Peripheral filling defect within the mid right internal jugular vein mural enhancement and mild perivascular inflammation

Fig. 2
figure 2

Diffuse interstitial thickening with cavitary changes in multiple bilateral lung nodules with thick walls. Consolidative opacities with some lucent areas which may suggest cavitary changes

Table 1 Unique characteristics of lab trend of patient

Discussion

Lemierre’s syndrome is characterized by a bacterial oropharyngeal infection, most frequently with Fusobacterium necrophorum, and internal jugular vein septic thrombophlebitis leading to septicemia with multiple metastatic foci [1,2,3]. This typically presents in young patients with a median age of 21 (Q1-Q3: 17–33) with no prior comorbidities [2]. Making the severity of illness alarming in these young patients.

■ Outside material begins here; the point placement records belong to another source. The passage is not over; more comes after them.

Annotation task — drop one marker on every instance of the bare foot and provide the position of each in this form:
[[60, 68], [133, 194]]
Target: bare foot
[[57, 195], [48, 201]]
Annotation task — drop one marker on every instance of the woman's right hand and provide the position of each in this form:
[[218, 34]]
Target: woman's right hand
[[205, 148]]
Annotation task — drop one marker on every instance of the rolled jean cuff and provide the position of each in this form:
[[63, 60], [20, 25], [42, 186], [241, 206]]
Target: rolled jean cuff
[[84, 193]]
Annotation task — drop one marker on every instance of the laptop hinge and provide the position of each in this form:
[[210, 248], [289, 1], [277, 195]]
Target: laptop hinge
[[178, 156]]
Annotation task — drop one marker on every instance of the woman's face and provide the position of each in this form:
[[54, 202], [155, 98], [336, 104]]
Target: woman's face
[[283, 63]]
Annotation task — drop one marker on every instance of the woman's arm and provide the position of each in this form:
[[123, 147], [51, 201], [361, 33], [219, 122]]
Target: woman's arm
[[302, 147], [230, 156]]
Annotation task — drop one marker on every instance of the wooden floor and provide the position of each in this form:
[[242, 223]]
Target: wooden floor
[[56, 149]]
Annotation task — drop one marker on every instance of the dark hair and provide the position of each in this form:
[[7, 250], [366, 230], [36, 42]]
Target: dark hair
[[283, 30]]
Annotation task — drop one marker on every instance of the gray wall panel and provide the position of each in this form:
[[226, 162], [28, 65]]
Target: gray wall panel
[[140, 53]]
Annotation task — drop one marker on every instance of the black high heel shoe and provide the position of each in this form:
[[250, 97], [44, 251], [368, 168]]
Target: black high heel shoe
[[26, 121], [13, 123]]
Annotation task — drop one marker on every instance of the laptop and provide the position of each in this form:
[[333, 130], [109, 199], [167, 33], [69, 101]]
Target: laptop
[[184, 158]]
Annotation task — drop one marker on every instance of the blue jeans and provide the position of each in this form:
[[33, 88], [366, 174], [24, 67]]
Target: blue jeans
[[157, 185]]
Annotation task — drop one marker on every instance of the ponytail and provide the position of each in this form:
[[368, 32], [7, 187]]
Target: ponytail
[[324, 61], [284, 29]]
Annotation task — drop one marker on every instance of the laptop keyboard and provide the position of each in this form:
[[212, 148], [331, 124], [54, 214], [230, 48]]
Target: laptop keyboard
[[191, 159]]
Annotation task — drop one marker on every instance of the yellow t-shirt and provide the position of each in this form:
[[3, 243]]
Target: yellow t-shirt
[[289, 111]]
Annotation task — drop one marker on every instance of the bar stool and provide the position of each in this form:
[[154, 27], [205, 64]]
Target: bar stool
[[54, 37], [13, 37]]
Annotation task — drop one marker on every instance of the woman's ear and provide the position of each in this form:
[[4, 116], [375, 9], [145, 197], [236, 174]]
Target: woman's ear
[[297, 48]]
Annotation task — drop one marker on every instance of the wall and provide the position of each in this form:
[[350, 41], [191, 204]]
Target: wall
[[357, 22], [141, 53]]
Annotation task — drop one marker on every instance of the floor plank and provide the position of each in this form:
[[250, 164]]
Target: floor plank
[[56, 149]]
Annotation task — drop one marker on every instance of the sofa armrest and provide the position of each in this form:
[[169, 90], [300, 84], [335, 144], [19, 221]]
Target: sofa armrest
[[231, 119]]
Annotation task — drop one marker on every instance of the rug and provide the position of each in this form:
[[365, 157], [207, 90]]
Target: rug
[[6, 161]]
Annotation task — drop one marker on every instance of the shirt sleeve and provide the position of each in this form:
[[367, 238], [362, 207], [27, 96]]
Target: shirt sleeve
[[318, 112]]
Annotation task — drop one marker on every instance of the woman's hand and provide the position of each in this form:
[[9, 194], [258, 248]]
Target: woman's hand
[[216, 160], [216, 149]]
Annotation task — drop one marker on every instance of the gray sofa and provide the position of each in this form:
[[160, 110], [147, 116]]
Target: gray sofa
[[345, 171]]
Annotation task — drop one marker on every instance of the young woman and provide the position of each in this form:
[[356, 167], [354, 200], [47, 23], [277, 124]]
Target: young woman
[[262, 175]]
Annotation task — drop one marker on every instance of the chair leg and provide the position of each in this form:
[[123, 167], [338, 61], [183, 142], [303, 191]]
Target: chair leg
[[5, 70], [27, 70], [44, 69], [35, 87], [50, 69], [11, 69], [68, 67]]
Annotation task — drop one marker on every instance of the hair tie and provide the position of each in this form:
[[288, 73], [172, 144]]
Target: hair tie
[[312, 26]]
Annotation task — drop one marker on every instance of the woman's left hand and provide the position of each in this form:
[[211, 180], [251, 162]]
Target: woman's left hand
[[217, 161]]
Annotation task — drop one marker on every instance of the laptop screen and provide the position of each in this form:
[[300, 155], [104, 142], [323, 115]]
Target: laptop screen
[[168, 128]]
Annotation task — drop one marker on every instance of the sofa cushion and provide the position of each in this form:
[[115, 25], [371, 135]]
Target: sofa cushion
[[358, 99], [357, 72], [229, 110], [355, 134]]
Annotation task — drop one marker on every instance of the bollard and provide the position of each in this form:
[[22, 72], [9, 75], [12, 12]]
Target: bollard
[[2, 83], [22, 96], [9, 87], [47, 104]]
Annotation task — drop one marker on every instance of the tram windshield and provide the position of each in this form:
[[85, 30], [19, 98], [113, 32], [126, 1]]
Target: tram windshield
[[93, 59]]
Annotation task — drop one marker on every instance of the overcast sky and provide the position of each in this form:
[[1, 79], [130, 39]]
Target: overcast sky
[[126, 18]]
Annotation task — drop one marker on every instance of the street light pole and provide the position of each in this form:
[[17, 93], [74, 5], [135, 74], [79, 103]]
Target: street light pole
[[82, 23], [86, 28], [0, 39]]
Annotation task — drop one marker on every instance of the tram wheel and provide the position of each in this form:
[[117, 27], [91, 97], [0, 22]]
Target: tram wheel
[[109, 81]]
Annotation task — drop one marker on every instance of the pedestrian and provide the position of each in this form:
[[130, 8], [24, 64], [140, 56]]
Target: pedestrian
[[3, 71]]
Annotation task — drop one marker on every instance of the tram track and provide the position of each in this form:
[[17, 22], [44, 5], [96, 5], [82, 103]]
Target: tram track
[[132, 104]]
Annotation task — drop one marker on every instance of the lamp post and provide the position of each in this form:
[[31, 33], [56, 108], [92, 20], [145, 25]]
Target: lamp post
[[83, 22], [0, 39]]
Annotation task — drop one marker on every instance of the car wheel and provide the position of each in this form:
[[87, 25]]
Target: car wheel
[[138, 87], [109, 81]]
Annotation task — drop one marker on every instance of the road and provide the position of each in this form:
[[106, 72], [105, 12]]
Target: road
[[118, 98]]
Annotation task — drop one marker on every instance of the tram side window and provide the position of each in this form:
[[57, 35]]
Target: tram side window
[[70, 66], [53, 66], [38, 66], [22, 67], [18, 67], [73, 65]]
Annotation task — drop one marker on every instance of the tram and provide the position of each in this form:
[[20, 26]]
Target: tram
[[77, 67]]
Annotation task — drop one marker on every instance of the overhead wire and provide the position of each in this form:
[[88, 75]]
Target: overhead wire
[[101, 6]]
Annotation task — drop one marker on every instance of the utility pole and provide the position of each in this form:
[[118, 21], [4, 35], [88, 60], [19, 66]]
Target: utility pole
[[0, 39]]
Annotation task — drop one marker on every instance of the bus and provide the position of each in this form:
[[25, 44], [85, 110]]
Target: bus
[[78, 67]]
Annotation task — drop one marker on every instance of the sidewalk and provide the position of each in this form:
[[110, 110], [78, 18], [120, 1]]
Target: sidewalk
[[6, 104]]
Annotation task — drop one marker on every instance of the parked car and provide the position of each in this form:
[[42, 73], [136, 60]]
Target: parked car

Metastatic foci in Lemierre’s syndrome cause deleterious complications in other organs. Emboli most frequently spread to the lung, with reports of 71% of patients [2,3,4]. It has been reported that the most common site of metastasis with Lemierre’s syndrome is the lungs, in fact pulmonary emboli can occur as early as the first day of septicemia [5]. Less commonly, complications such as ARDS, as in our patient, may arise [4]. The cause of our patient’s kidney failure may be secondary poor perfusion of the kidney as the renal in nature as it improved with fluid administration.

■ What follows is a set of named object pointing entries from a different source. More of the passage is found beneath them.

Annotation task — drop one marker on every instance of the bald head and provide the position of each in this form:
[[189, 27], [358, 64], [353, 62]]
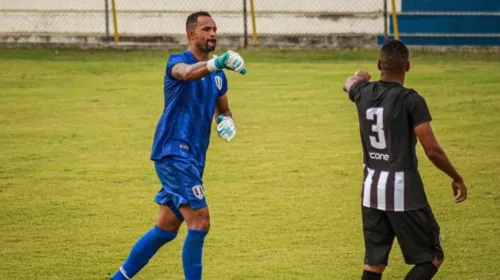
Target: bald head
[[394, 58], [192, 19]]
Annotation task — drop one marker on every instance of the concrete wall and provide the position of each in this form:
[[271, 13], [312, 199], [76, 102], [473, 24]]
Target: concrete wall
[[162, 17]]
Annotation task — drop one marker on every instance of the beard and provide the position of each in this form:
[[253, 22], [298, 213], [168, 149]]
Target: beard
[[210, 48]]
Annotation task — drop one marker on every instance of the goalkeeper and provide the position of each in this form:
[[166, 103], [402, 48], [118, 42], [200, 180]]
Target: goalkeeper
[[195, 91]]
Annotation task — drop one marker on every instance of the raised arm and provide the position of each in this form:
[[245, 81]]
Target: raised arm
[[222, 107], [438, 157], [190, 72], [358, 76], [224, 119]]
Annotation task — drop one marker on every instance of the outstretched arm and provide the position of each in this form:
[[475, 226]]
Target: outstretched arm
[[358, 76], [190, 72], [222, 107], [438, 157], [224, 119]]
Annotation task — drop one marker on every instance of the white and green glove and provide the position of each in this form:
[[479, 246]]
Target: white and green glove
[[225, 127], [228, 60]]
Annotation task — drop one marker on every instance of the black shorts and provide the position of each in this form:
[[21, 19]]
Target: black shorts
[[417, 232]]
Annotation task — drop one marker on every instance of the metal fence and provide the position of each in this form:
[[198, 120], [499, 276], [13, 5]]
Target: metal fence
[[164, 17]]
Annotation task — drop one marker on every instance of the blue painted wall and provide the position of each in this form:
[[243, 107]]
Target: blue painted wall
[[467, 28]]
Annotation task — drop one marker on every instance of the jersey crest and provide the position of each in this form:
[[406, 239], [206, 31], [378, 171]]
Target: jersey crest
[[218, 82]]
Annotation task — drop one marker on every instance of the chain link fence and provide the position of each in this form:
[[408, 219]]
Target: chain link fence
[[164, 17]]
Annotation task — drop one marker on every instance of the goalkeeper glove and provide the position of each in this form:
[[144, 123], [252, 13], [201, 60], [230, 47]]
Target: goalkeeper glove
[[228, 60], [225, 127]]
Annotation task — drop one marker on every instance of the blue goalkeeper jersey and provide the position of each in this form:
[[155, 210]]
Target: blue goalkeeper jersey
[[185, 124]]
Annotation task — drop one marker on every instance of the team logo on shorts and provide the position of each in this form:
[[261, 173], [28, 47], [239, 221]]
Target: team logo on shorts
[[218, 82], [198, 191]]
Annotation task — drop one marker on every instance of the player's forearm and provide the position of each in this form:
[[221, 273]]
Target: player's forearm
[[191, 72], [441, 161]]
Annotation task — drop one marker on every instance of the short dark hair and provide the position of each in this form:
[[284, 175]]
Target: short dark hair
[[393, 56], [193, 19]]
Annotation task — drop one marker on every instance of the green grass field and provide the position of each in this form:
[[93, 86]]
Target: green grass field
[[77, 186]]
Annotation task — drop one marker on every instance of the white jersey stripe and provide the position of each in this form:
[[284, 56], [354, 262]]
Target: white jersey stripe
[[381, 187], [399, 191], [367, 188]]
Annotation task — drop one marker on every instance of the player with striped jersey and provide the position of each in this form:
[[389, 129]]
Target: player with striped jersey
[[394, 205]]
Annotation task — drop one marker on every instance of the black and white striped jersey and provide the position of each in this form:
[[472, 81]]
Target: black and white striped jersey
[[388, 113]]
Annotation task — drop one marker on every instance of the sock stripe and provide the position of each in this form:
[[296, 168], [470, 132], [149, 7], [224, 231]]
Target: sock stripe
[[124, 273]]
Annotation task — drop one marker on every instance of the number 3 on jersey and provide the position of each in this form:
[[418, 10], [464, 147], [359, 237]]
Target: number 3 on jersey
[[378, 127]]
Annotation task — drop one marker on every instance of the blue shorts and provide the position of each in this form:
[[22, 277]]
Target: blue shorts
[[182, 184]]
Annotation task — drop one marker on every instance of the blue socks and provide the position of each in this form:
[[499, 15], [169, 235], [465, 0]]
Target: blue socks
[[192, 252], [143, 251]]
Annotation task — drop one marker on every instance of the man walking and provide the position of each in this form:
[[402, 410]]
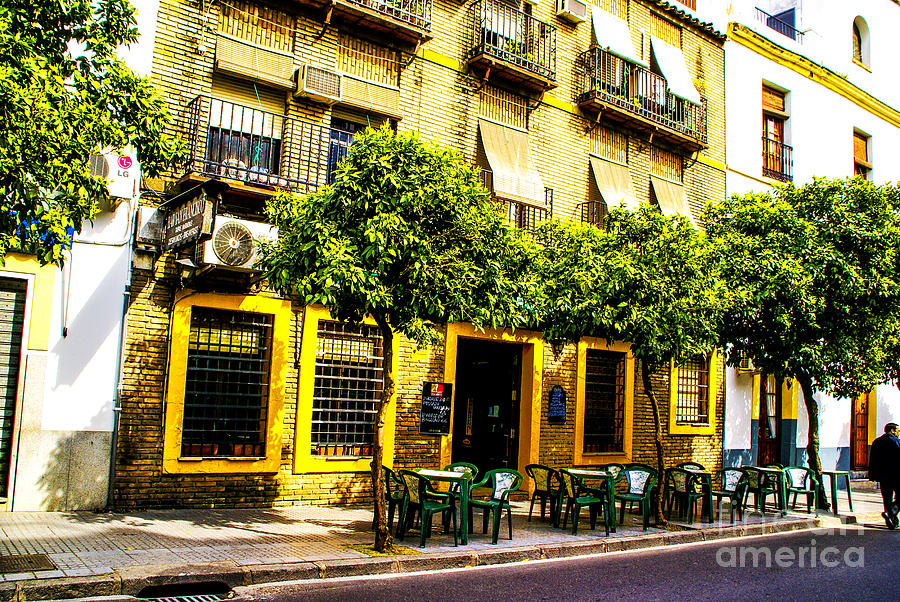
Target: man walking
[[884, 467]]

In Lemierre’s syndrome, patients’ lab work frequently reveals thrombocytopenia, most likely due to the production of hemagglutinin and lipopolysaccharides by F. necrophorum [2, 5, 6]. The lipopolysaccharides content of F. necrophorum is higher than other gram-negative bacteria which is the main attribute to why thrombocytopenia occurs in patients with a F. necrophorum infection [6]. To our knowledge, no reports exist in the literature of patients with Lemierre’s syndrome presenting with leukopenia and the degree of thrombocytopenia seen in our case. However, it may be more likely that the leukopenia was caused by a hemagglutination process like that which causes thrombocytopenia. To our knowledge this is the first case of Lemierre’s syndrome where multiple lines decreased.

Conclusion

Lemierre’s syndrome should be considered in patients presenting with severe thrombocytopenia and history of pharyngeal infection. While multiple parameters were affected in our patient, white blood cell count, platelets, and creatinine, with antibiotic treatment, our patient completely recovered what could have been a fatal disease. As in our case, patients can rarely present with severe respiratory distress requiring intubation. Lemierre’s syndrome should not be overlooked as it is curable with antibiotics. Lemierre’s syndrome should consistently be in the differential diagnosis for sepsis in previously healthy individuals with new onset thrombocytopenia with or without leukopenia. Further, there may be additional effects of Lemierre’s syndrome on the renal system and other blood lines that are not recognized routinely.